Standardization: Case Conversion
Standardization: Case Conversion
Case conversion is one of the most impactful and simplest data cleansing operations you can apply. Inconsistent capitalization is a common reason for missed matches -- "JOHN SMITH", "john smith", and "John Smith" are the same person but will not score 100% on exact matching unless the case is standardized first.
Available Case Conversion Nodes
MatchLogic provides five case conversion operations:
- Uppercase
Converts all characters to uppercase. "john smith" becomes "JOHN SMITH". Best for identifiers, codes, and fields where you want a consistent canonical form for exact matching.
- Lowercase
Converts all characters to lowercase. "John SMITH" becomes "john smith". Useful for email addresses and fields where lowercase is the standard format.
- Title Case
Capitalizes the first letter of each word. "john smith" becomes "John Smith". Appropriate for person names and place names in most Western conventions.
- Proper Case
Context-aware capitalization that goes beyond simple title case. Handles exceptions like "McDonald", "O'Brien", and "van der Berg" more intelligently. Use this for person names when accuracy matters more than speed.
- Reverse Case
Swaps uppercase to lowercase and vice versa. "John Smith" becomes "jOHN sMITH". This is a specialized operation rarely needed in standard data cleansing, but can be useful for correcting data that was accidentally entered with Caps Lock on.

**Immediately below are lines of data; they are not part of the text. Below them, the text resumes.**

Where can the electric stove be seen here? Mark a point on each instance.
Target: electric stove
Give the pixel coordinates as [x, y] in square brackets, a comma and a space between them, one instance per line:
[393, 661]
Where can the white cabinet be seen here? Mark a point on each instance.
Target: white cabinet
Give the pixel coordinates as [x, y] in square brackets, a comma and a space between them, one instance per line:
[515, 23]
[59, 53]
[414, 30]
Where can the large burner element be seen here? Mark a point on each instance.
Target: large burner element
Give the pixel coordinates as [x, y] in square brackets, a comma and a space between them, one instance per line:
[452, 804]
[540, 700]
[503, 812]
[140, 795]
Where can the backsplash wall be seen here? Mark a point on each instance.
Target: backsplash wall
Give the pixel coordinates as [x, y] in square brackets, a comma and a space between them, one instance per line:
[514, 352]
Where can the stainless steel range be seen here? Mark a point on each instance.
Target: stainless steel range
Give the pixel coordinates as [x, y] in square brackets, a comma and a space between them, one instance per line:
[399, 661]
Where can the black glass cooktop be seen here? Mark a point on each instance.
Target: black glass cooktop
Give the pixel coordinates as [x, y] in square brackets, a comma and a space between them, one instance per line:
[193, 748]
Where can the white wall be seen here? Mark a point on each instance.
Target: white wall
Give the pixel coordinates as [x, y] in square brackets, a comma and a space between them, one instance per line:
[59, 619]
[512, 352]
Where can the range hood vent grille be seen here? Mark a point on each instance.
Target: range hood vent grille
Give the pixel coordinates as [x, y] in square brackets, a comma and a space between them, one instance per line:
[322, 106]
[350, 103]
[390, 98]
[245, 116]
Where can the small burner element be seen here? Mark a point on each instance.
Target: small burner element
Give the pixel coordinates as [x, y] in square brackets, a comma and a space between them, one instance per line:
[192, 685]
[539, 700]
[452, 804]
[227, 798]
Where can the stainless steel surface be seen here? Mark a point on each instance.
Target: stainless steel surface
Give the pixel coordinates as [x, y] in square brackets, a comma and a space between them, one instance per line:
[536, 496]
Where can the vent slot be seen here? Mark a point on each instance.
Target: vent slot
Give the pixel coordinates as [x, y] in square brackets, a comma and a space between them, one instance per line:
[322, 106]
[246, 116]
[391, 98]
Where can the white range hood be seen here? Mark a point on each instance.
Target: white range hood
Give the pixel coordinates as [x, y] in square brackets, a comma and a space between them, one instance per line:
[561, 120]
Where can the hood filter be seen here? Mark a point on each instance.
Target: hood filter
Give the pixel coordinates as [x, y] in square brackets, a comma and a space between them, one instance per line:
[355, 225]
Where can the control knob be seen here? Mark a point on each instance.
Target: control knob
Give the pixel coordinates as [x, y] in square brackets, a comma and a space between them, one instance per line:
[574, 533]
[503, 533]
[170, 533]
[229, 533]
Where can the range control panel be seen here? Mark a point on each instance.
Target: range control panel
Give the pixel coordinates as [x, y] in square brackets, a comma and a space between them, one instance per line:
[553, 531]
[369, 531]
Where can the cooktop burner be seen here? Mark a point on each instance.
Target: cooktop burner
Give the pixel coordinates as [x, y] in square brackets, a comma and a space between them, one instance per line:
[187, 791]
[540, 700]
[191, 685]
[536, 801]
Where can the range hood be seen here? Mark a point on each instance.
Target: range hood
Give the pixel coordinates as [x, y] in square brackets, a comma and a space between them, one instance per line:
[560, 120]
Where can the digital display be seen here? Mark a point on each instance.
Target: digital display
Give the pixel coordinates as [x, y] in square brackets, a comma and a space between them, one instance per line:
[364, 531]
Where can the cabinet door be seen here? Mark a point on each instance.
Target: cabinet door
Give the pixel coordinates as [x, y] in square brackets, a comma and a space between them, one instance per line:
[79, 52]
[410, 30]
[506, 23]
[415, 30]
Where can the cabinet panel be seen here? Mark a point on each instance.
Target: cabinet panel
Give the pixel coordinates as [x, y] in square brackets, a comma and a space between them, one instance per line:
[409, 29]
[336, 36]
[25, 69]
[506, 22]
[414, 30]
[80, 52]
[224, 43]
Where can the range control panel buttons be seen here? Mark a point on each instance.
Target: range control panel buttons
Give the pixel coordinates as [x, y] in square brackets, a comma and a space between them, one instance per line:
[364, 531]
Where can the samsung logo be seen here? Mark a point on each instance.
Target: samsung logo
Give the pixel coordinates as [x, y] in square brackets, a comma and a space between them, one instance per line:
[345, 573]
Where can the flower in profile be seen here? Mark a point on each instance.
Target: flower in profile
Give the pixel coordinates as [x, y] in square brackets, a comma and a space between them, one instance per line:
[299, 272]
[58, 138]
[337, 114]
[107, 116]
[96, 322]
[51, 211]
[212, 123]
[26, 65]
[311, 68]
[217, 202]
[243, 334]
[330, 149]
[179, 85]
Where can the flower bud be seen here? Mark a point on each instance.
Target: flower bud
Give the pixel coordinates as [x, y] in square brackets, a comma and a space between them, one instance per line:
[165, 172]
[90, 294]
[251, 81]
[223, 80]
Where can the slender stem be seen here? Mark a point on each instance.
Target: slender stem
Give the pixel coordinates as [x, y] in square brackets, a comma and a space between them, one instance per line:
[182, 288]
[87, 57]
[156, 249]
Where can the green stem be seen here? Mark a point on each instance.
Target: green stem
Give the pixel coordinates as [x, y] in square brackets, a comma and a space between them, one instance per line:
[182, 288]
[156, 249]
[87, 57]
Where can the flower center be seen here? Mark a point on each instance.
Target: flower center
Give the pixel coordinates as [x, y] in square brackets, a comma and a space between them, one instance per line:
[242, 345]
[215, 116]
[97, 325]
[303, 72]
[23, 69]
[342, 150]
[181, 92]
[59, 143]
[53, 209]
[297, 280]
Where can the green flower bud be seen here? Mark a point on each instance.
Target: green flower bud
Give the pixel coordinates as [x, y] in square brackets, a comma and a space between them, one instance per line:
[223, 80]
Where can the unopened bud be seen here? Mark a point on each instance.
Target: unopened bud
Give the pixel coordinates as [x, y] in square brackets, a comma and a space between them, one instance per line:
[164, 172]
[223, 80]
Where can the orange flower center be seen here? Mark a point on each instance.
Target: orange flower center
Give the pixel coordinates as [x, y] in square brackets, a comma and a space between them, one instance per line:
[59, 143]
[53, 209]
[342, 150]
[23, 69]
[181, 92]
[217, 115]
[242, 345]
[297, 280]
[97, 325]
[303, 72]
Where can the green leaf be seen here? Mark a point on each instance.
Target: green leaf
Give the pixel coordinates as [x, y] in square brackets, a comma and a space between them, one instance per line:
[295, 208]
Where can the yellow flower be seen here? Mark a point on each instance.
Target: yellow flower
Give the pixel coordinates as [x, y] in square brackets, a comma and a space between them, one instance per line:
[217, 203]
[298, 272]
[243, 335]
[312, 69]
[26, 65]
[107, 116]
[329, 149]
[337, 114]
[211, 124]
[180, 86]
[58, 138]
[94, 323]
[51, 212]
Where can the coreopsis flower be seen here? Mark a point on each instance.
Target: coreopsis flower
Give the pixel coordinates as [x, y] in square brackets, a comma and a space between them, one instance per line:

How to Use a Case Conversion Node
- Drag the desired case conversion node from the Standardization category in the left sidebar onto the canvas.
- Connect it into your workflow by drawing an edge from the previous node's output to this node's input.
- Click the node to open its properties panel on the right.
- Select the target field -- the column you want to convert.
- The conversion applies automatically when the workflow is executed.
Which Conversion to Choose
The right choice depends on the field type and your matching strategy:
- For name fields -- Use Proper Case for the best results, or Uppercase if you plan to use exact matching and want a simple canonical form.
- For email fields -- Use Lowercase, as email addresses are case-insensitive by standard.
- For address fields -- Use Uppercase to match postal service conventions, or Title Case for readability.
- For code/ID fields -- Use Uppercase to standardize alphanumeric codes.
Tip
If you are using fuzzy matching (Jaro-Winkler, phonetic), case differences have less impact on match scores. However, standardizing case before matching still improves results because even fuzzy algorithms score higher when inputs are consistently formatted.
Important
Case conversion is a destructive operation -- the original casing is lost. If you need to preserve the original values, use the #copy-field operation first to create a copy of the field, then apply the case conversion to the copy.